実際、前年度の受講者10名ほどにヒアリングに行くと、研修の記憶はおぼろげ。「同期に久しぶりに会えてよかった」といった感想はあるものの、学習した内容は残っていない。そこで、研修のコンセプト(=方針)から見直すべく調査を開始した。調査方法としては、他社状況を調べると同時に、NTTグループ数社の4年目社員にヒアリングやアンケートを実施。社内では、4年目の上司に当たる人たちにヒアリング。「仕事ではテクニカルに寄ってしまうのでヒューマンスキルをやってほしい」「ベンダーの研修は事業部でもできるので、全社ならではのものを期待する」「視野を広げてほしい」といったニーズを把握した。研修受講予定の4年目社員たちにも希望を聞き、「日々の業務で身につかないことをやりたい」「事業部のことしか知らないので、他の組織のことを知りたい」といった要望を吸い上げた。こうした丹念な調査から、コンセプトを「将来リーダーとして業務を担うための出発点としての基礎固めの場」と決定。コンセプトに合わせて研修の名前も「ネクストリーダー研修」と命名した。

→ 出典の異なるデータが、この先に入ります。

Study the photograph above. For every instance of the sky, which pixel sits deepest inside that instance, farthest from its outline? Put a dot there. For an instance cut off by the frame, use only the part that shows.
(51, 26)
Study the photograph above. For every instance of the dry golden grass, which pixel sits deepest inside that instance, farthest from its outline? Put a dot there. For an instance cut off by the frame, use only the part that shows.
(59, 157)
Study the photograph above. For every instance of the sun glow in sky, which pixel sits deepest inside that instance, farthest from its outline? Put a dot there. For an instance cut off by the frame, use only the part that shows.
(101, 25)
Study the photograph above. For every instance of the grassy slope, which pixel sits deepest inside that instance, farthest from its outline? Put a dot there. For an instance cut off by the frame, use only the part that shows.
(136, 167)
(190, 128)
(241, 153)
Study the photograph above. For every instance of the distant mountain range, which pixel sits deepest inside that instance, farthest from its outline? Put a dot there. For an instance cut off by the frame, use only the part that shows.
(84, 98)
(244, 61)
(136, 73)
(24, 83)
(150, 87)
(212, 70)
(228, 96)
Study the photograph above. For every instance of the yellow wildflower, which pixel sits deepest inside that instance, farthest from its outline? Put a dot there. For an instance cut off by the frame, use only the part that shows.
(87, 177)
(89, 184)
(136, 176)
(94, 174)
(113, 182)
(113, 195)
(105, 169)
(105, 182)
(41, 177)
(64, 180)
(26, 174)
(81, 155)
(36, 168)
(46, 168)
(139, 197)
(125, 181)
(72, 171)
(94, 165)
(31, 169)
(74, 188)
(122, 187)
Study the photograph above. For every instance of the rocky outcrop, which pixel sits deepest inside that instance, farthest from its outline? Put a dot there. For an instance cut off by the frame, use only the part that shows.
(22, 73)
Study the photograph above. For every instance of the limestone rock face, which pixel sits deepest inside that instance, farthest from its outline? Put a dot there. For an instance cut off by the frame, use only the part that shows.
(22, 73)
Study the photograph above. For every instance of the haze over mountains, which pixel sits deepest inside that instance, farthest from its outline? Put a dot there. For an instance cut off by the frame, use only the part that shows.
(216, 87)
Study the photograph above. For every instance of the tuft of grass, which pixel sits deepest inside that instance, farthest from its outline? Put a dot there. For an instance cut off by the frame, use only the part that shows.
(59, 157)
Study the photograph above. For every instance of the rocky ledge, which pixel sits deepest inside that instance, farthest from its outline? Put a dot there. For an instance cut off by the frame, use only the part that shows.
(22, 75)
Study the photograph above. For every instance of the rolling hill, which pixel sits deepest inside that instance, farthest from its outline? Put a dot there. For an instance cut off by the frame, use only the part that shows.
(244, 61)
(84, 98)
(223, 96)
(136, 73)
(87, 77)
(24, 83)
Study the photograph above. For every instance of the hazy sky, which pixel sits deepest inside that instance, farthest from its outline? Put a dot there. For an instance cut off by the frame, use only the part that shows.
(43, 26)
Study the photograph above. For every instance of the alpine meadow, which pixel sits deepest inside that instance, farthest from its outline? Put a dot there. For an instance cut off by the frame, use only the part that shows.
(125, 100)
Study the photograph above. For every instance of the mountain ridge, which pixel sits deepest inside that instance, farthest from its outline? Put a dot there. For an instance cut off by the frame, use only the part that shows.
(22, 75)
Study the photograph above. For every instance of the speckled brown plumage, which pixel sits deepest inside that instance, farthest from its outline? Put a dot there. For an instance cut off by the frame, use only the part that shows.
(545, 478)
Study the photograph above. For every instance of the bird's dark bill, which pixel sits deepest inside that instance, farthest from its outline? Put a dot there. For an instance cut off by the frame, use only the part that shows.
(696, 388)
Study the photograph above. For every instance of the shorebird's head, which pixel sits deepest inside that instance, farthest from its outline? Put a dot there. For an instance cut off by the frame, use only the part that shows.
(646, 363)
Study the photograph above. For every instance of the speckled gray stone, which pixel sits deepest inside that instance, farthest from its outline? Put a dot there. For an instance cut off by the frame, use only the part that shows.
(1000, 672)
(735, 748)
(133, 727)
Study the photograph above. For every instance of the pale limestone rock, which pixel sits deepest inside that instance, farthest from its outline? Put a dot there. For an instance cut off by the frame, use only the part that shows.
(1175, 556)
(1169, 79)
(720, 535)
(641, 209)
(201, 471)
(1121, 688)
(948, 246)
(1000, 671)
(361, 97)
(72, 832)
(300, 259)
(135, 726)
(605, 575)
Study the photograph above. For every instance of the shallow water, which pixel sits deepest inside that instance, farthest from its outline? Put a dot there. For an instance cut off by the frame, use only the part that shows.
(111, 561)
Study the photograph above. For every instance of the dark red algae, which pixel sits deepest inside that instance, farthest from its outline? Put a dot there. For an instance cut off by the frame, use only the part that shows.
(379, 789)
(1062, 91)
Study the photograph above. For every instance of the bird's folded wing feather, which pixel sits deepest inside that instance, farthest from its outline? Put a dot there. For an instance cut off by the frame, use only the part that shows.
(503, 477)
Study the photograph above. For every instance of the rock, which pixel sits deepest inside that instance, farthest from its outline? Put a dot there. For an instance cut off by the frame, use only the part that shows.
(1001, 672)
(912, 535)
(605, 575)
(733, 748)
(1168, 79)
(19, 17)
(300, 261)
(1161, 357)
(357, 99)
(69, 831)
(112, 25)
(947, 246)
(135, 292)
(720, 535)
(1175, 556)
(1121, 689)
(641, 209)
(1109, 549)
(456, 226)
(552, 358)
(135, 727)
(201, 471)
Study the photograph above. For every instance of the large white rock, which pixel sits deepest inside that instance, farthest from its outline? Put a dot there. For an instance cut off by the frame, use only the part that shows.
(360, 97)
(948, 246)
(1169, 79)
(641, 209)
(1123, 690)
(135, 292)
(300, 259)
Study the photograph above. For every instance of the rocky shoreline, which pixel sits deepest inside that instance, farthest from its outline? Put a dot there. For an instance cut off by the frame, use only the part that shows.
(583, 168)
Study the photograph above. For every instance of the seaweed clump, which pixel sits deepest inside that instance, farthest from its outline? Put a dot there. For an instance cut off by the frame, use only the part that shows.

問題は、それをどう実現していくかだ。コンセプトを形にしていくことも大事だが、アンケートに寄せられた不満を解消し、積極的に取り組んでもらうためには、「研修に来るのが楽しみ」という状況を前もってつくり出さなければならない。そのためには、ベンダー任せではなく、事前の上司・本人へのフォローから、会場選びまで、もっときめ細かい配慮が必要になる。そこで、ベンダー主導ではなく、運営を自分たちで行うことにした。